Anti-BDS legislation currently only exists at the state level in the US.
The announcement came Monday at a summit hosted by Christians United for Israel, an organisation founded by Pastor John Hagee - who has been criticised for his controversial comments on Islam and Jewish people.
Cotton, a Republican lawmaker, said that the legislation he was planning to introduce would prevent the US military from contracting with any companies engaged in a boycott of Israel.
"We can fight the antisemitic BDS movement by passing a bill I plan to introduce this year to deny military contracts to any company that boycotts Israel," he said.
The announcement comes after House lawmaker Josh Gottheimer introduced similar legislation as an amendment to the country's annual defence budget, a piece of legislation titled the National Defense Authorization Act (NDAA).

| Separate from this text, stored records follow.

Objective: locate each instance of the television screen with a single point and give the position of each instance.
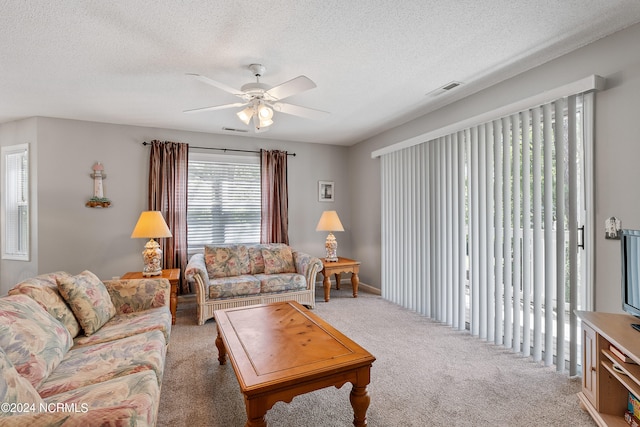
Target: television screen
(630, 243)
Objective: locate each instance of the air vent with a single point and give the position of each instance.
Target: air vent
(235, 130)
(449, 86)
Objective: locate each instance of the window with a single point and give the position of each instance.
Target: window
(15, 212)
(223, 204)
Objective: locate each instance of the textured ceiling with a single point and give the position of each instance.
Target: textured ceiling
(375, 62)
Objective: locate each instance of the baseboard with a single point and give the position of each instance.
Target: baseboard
(361, 286)
(369, 288)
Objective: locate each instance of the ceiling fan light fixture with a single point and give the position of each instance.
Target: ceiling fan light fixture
(245, 115)
(265, 112)
(265, 122)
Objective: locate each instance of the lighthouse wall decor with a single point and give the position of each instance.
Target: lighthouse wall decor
(98, 200)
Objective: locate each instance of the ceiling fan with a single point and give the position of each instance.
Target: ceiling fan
(261, 100)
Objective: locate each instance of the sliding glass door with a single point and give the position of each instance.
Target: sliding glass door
(483, 229)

The amendment would have required a defence department report on whether any contractor "participates in or supports any organized effort or organization that, based on a belief that Israel is oppressing Palestinians, promotes a boycott of, removal of investments from or economic sanctions against Israel or any person or entity in Israel".
The move, however, was ultimately blocked from consideration on the House floor last week by a vote in the House Rules Committee that toed partisan lines.
There are currently dozens of similar bills in states across the US, each requiring state contractors to sign a pledge not to boycott Israel. Yet Cotton's legislation, if passed, would be the first at the national level to target the BDS movement in the US.
The Palestinian-led BDS movement is a non-violent initiative that seeks to challenge Israel's occupation and abuses of Palestinian human rights through economic, cultural and academic boycotts, similar to the successful boycott campaigns of apartheid South Africa.
Free speech advocates have decried anti-BDS legislation as being antithetical to the US constitution's First Amendment - which guarantees the right to freedom of speech - and have accused the legislation of stifling the voices of Palestinians and their advocates.
Multiple lawsuits have been filed in the US against such laws, to varying degrees of success. One lawsuit is now headed to the US Supreme Court, after an appeals court in Arkansas upheld its law on the anti-BDS legislation.
Meanwhile, similar anti-boycott laws in Arizona, Kansas and Texas that had been blocked were later allowed to be enforced after lawmakers narrowed requirements to apply only to larger contracts. The Arkansas law applies to contracts worth $1,000 or more.
Citing its anti-boycott law, Arizona last year sold off millions of dollars in Unilever bonds over the decision by Ben & Jerry's - its subsidiary - to stop selling its ice cream in Israeli settlements in the occupied Palestinian territories.